The Project of Gestational Hypertension and Preeclampsia Screening and Prevention Center

Pregnant women with low risk of pre-eclampsia assessment and no suspected pre-eclampsia symptoms in the later period are only followed up at delivery to register the outcome indicators. For pregnant women with high risk of preeclampsia evaluation, it is necessary to register the history of drug use (whether or not to use and the dosage), and follow up to register the outcome index at delivery.

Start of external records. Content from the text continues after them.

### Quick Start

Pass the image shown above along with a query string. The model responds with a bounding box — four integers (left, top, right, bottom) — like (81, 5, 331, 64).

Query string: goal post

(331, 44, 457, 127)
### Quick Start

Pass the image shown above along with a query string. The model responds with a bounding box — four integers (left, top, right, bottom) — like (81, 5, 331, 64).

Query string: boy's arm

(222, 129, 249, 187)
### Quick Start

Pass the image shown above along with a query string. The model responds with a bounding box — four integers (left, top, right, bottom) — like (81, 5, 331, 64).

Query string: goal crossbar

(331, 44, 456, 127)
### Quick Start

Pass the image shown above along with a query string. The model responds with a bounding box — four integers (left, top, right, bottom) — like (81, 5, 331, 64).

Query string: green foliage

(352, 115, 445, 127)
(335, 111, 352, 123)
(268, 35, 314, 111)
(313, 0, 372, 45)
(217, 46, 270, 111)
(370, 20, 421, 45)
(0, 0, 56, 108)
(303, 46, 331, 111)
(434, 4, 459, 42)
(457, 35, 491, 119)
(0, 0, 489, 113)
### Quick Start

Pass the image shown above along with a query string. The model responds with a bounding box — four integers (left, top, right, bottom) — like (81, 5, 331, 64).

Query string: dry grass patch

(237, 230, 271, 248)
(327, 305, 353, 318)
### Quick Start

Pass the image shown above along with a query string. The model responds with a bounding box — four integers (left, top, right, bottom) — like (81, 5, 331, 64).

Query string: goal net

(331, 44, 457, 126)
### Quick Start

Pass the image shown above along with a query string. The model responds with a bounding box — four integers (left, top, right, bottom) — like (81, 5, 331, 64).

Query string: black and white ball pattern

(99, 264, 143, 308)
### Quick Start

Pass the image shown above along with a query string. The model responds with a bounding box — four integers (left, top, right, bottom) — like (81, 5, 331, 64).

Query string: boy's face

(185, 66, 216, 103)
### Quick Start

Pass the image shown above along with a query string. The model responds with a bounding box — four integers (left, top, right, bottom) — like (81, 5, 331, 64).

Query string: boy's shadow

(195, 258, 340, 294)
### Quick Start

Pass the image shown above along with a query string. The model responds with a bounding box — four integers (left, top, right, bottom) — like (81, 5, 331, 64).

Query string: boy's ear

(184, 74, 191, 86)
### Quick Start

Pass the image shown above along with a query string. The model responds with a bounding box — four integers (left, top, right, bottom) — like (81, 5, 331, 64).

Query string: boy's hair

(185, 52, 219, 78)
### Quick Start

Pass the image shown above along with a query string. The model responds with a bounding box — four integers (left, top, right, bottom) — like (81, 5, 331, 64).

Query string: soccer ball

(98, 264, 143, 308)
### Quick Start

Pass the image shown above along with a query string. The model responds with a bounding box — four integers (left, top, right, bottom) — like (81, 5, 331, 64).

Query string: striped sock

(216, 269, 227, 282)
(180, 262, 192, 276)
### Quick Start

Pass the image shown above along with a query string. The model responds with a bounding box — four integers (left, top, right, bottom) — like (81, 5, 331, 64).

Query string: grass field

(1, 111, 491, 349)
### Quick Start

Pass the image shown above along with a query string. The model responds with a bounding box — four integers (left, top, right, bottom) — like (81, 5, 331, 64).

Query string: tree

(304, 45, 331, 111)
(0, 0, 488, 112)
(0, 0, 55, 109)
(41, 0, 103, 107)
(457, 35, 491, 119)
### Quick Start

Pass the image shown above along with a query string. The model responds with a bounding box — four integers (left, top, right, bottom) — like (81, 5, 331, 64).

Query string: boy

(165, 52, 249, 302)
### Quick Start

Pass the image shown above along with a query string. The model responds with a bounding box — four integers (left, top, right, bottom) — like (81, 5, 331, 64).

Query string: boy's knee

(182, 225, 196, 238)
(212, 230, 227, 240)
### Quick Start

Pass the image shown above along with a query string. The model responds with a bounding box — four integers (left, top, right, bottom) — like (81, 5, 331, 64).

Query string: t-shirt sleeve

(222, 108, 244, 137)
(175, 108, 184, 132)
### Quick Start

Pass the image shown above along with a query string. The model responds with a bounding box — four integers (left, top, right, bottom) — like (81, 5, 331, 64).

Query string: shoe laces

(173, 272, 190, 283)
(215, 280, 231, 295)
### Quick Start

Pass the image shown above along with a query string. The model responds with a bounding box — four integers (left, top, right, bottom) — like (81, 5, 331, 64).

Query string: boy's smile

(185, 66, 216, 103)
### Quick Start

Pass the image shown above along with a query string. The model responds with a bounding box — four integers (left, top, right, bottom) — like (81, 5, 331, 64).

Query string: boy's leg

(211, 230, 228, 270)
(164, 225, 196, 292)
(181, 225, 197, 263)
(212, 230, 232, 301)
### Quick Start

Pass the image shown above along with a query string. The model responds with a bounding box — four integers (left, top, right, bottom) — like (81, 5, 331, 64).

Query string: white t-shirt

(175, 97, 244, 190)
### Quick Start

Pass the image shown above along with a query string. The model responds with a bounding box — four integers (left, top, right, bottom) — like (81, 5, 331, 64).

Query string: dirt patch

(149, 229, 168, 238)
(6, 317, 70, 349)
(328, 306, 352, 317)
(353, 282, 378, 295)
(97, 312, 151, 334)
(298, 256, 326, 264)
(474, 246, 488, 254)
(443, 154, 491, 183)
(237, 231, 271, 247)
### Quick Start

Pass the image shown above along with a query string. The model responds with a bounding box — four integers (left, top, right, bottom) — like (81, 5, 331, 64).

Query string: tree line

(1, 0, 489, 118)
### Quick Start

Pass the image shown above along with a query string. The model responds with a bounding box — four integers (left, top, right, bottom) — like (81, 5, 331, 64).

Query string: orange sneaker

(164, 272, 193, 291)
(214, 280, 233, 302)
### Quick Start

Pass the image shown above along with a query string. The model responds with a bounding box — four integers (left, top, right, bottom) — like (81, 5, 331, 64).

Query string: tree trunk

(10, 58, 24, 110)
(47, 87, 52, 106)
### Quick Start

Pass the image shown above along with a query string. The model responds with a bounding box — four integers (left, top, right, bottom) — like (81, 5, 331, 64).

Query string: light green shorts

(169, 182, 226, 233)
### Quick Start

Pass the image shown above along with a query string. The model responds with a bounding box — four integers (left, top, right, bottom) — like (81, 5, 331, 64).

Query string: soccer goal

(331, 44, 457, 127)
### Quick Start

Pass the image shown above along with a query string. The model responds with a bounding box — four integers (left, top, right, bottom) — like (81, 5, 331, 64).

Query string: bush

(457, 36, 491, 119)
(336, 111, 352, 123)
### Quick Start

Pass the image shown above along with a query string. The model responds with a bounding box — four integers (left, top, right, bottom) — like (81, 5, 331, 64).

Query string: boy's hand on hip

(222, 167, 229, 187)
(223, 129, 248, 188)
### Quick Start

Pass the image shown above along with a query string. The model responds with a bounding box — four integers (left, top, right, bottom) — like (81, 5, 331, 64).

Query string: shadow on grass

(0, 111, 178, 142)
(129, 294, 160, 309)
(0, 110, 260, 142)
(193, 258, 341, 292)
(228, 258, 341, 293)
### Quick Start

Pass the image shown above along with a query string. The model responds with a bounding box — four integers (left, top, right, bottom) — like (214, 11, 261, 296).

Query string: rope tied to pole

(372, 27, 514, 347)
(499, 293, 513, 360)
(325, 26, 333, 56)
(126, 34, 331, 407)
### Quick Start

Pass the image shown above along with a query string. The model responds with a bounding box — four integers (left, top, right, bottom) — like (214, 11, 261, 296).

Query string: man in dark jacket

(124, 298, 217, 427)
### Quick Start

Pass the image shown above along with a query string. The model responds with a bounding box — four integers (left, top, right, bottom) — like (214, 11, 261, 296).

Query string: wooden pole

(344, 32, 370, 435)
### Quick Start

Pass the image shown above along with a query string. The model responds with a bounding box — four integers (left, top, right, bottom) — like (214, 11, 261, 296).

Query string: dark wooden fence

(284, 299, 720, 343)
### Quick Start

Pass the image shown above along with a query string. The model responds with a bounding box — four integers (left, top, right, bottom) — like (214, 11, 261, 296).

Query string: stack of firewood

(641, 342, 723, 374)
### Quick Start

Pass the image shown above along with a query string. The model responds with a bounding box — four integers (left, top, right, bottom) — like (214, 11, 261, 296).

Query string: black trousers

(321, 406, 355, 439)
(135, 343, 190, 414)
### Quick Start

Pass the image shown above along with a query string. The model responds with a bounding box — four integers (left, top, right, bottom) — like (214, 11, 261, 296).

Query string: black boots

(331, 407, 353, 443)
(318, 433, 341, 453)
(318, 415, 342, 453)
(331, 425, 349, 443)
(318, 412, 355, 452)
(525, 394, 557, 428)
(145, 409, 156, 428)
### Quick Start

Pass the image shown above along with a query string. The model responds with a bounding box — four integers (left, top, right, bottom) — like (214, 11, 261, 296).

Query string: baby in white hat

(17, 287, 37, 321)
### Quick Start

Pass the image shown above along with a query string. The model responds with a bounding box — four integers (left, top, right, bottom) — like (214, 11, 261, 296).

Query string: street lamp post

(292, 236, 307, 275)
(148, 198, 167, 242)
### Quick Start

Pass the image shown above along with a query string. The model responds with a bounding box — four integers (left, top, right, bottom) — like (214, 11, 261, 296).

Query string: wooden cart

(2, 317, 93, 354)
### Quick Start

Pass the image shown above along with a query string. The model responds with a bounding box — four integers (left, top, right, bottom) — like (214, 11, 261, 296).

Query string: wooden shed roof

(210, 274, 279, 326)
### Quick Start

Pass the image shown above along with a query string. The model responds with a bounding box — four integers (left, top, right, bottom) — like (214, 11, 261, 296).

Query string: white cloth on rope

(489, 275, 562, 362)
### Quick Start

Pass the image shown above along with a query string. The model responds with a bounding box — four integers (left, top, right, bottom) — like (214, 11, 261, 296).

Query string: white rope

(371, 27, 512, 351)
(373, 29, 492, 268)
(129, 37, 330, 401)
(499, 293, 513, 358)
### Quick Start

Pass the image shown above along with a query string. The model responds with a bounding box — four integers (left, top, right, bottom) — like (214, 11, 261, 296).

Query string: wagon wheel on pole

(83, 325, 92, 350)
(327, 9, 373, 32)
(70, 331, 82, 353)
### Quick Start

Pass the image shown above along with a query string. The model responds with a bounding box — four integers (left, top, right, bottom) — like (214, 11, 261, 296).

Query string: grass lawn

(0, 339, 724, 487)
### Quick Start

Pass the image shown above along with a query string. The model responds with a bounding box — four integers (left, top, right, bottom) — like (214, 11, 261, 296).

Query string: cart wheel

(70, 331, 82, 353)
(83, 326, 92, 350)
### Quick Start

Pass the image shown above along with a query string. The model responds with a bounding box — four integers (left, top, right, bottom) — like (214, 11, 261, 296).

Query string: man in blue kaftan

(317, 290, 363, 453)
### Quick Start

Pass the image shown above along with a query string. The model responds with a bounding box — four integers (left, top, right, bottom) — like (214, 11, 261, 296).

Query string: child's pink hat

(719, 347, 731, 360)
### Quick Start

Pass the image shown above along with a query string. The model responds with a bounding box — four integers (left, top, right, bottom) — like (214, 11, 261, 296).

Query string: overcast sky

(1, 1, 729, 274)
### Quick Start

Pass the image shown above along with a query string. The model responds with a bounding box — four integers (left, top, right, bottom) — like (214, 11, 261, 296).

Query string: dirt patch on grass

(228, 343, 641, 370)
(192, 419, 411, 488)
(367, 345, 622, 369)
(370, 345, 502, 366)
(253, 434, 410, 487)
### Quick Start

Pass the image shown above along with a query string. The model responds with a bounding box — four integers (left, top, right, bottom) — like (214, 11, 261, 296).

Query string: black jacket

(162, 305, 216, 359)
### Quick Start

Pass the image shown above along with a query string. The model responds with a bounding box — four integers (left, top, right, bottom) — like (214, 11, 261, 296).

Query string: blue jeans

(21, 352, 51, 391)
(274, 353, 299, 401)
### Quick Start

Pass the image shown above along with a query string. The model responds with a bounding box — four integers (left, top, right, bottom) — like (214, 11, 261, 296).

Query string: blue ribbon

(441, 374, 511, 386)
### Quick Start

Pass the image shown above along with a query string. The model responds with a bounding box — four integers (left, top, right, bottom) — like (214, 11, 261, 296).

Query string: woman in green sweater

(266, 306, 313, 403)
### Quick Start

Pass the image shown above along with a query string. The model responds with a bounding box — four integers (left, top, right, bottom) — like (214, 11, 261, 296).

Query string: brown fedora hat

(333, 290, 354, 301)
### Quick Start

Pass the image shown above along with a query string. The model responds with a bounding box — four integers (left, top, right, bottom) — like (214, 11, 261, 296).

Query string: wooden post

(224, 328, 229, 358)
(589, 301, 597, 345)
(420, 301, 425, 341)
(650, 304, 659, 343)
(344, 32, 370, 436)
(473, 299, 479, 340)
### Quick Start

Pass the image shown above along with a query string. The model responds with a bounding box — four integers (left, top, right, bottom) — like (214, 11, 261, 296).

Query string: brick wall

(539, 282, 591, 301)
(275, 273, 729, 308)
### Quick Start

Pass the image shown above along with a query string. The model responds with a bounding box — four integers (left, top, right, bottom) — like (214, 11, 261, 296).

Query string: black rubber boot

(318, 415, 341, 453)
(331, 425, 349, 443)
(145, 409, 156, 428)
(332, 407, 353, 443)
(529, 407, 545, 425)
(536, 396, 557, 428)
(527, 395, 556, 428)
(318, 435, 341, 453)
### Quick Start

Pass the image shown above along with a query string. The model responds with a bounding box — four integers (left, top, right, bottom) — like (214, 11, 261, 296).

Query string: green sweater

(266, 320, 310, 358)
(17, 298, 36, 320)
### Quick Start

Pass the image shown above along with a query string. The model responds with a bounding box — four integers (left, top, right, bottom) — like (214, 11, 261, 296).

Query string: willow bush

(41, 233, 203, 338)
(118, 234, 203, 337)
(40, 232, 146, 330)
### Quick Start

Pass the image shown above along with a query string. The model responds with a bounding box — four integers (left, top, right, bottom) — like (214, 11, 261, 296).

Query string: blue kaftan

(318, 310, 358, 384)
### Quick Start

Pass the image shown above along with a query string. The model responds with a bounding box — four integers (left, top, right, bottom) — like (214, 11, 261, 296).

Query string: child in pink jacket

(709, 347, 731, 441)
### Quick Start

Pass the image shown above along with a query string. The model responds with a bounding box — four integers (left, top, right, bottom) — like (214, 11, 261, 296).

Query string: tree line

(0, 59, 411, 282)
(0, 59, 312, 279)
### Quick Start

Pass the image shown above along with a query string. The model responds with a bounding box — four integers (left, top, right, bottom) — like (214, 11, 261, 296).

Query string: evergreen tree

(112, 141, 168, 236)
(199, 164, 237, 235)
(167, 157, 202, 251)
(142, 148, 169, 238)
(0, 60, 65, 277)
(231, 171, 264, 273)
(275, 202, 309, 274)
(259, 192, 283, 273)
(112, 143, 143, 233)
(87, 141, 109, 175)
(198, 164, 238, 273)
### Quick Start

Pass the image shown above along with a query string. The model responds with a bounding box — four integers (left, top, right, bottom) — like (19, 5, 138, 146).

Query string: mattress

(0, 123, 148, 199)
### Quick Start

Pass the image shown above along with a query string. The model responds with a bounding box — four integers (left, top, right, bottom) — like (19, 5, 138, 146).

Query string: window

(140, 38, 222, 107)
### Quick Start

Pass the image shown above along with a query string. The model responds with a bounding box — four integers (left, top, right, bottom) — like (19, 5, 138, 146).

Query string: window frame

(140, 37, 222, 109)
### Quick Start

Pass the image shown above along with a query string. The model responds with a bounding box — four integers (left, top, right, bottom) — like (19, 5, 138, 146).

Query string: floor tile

Preeclampsia risk assessment should be carried out at 11-13+6 weeks and 20-36+6 weeks of pregnancy. For low-risk pregnant women (PlGF≥100pg/ml or sFlt-1 /PlGF \<38), it is suggested to closely monitor maternal blood pressure and conduct routine prenatal examination. The basic information of pregnant women, medical and obstetric history, physical examination information, ultrasonic examination data, serum markers (PlGF, sFlt-1) test results, pre-eclampsia risk assessment results, medication history and so on were registered in the study. For high-risk pregnant women (PlGF\<100pg/ml or sFlt-1/PlGF ≥ 38), we should pay close attention to the changes of maternal blood pressure and proteinuria. Dynamic monitoring of PlGF or sFlt-1/PlGF should be carried out when necessary, and baseline information should also be registered after joining the group.